On Mar 27, 2015 10:03 PM, "Sage Weil" <s...@newdream.net> wrote:

> On Fri, 27 Mar 2015, Robert LeBlanc wrote:
> > I've built Ceph clusters a few times now and I'm completely baffled
> > about what we are seeing. We had a majority of the nodes on a new
> > cluster go down yesterday and we got PGs stuck peering. We checked
> > logs, firewalls, file descriptors, etc and nothing is pointing to what
> > the problem is. We thought we could work around the problem by
> > deleting all the pools and recreating them, but still most of the PGs
> > were in a creating+peering state. Rebooting OSDs, reformatting them,
> > adjusting the CRUSH, etc all proved fruitless. I took min_size and
> > size to 1, tried scrubbing, deep-scrubbing the PGs and OSDs. Nothing
> > seems to get the cluster to progress.
> >
> > As a last ditch effort, we wiped the whole cluster, regenerated UUID,
> > keys, etc and pushed it all through puppet again. After creating the
> > OSDs there are PGs stuck. Here is some info:
> >
> > [ulhglive-root@mon1 ~]# ceph status
> >     cluster fa158fa8-3e5d-47b1-a7bc-98a41f510ac0
> >      health HEALTH_WARN
> >             1214 pgs peering
> >             1216 pgs stuck inactive
> >             1216 pgs stuck unclean
> >      monmap e2: 3 mons at
> > {mon1=
> 10.217.72.27:6789/0,mon2=10.217.72.28:6789/0,mon3=10.217.72.29:6789/0}
> >             election epoch 6, quorum 0,1,2 mon1,mon2,mon3
> >      osdmap e161: 130 osds: 130 up, 130 in
> >       pgmap v468: 2048 pgs, 2 pools, 0 bytes data, 0 objects
> >             5514 MB used, 472 TB / 472 TB avail
> >                  965 peering
> >                  832 active+clean
> >                  249 creating+peering
> >                    2 activating
>
> Usually when we've seen something like this is has been something annoying
> with the environment, like a broken network that causes the tcp streams to
> freeze once they start sending significant traffic (e.g., affecting the
> connections that transpart data but not the ones that handle heartbeats).
>
> As you're rebuilding, perhaps the issues start once you hit a particular
> rack or host?
>
> > [ulhglive-root@mon1 ~]# ceph health detail | head -n 15
> > HEALTH_WARN 1214 pgs peering; 1216 pgs stuck inactive; 1216 pgs stuck
> unclean
> > pg 2.17f is stuck inactive since forever, current state
> > creating+peering, last acting [39,42,77]

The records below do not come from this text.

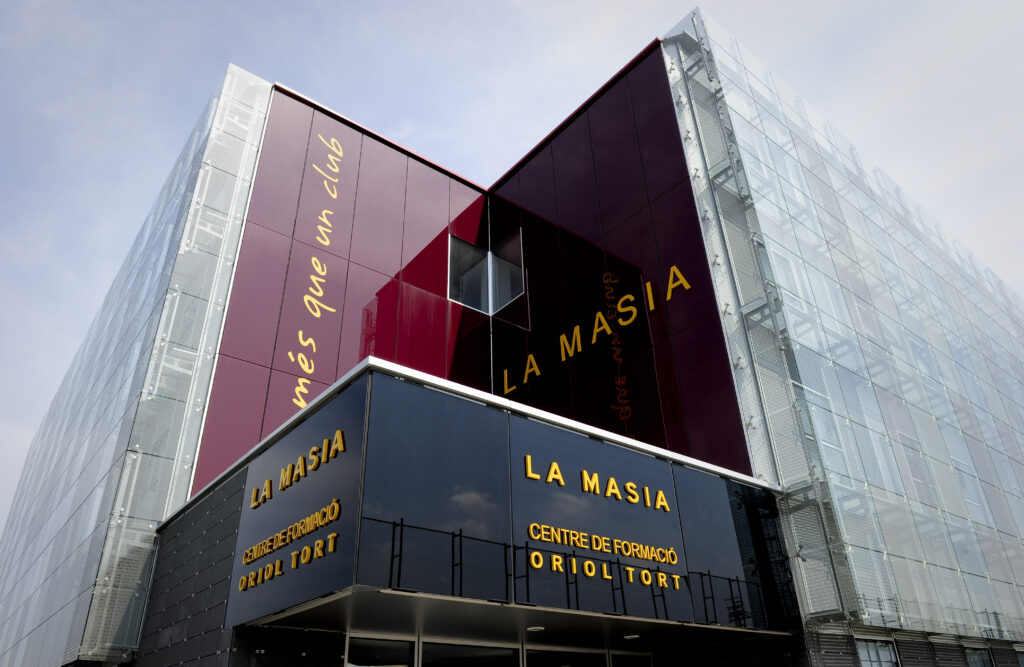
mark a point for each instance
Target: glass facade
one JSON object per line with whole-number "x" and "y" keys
{"x": 127, "y": 416}
{"x": 879, "y": 364}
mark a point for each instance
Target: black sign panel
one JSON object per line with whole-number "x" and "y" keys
{"x": 596, "y": 527}
{"x": 297, "y": 531}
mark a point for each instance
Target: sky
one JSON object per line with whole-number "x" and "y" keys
{"x": 98, "y": 98}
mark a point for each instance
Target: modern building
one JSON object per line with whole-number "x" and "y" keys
{"x": 686, "y": 384}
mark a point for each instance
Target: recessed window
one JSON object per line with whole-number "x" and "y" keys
{"x": 877, "y": 654}
{"x": 484, "y": 280}
{"x": 978, "y": 658}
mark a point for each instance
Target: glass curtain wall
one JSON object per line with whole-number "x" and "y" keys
{"x": 888, "y": 362}
{"x": 127, "y": 415}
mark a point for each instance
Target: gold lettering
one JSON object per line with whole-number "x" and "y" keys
{"x": 531, "y": 367}
{"x": 286, "y": 476}
{"x": 300, "y": 469}
{"x": 315, "y": 306}
{"x": 301, "y": 389}
{"x": 304, "y": 362}
{"x": 316, "y": 284}
{"x": 628, "y": 308}
{"x": 338, "y": 446}
{"x": 554, "y": 473}
{"x": 600, "y": 324}
{"x": 675, "y": 280}
{"x": 529, "y": 468}
{"x": 576, "y": 346}
{"x": 326, "y": 228}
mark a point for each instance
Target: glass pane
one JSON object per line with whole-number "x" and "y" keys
{"x": 563, "y": 659}
{"x": 468, "y": 275}
{"x": 443, "y": 655}
{"x": 379, "y": 653}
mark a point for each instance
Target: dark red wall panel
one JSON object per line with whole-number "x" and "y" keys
{"x": 254, "y": 305}
{"x": 275, "y": 188}
{"x": 232, "y": 423}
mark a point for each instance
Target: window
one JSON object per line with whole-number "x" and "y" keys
{"x": 877, "y": 654}
{"x": 483, "y": 280}
{"x": 978, "y": 658}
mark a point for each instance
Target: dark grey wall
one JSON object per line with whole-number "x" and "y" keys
{"x": 185, "y": 615}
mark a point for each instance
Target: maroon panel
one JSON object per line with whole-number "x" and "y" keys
{"x": 232, "y": 419}
{"x": 537, "y": 188}
{"x": 677, "y": 233}
{"x": 379, "y": 208}
{"x": 576, "y": 190}
{"x": 429, "y": 268}
{"x": 286, "y": 397}
{"x": 328, "y": 197}
{"x": 616, "y": 156}
{"x": 510, "y": 189}
{"x": 275, "y": 189}
{"x": 714, "y": 425}
{"x": 462, "y": 197}
{"x": 426, "y": 210}
{"x": 672, "y": 406}
{"x": 371, "y": 307}
{"x": 251, "y": 325}
{"x": 653, "y": 111}
{"x": 468, "y": 222}
{"x": 310, "y": 315}
{"x": 633, "y": 241}
{"x": 422, "y": 329}
{"x": 468, "y": 347}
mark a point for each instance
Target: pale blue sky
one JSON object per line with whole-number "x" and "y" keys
{"x": 99, "y": 96}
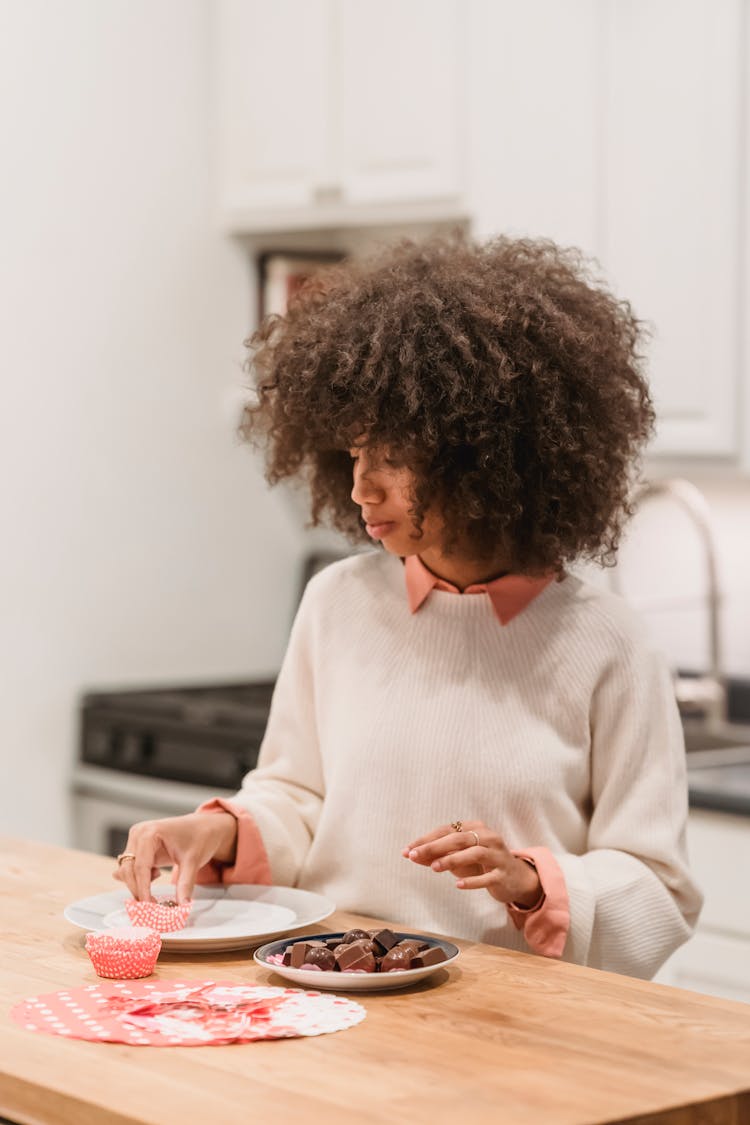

> > pg 2.17e is stuck inactive since forever, current state
> > creating+peering, last acting [125,3,110]
> > pg 2.179 is stuck inactive since forever, current state peering, last
> acting [0]
> > pg 2.178 is stuck inactive since forever, current state
> > creating+peering, last acting [99,120,54]
> > pg 2.17b is stuck inactive since forever, current state peering, last
> acting [0]
> > pg 2.17a is stuck inactive since forever, current state
> > creating+peering, last acting [91,96,122]
> > pg 2.175 is stuck inactive since forever, current state
> > creating+peering, last acting [55,127,2]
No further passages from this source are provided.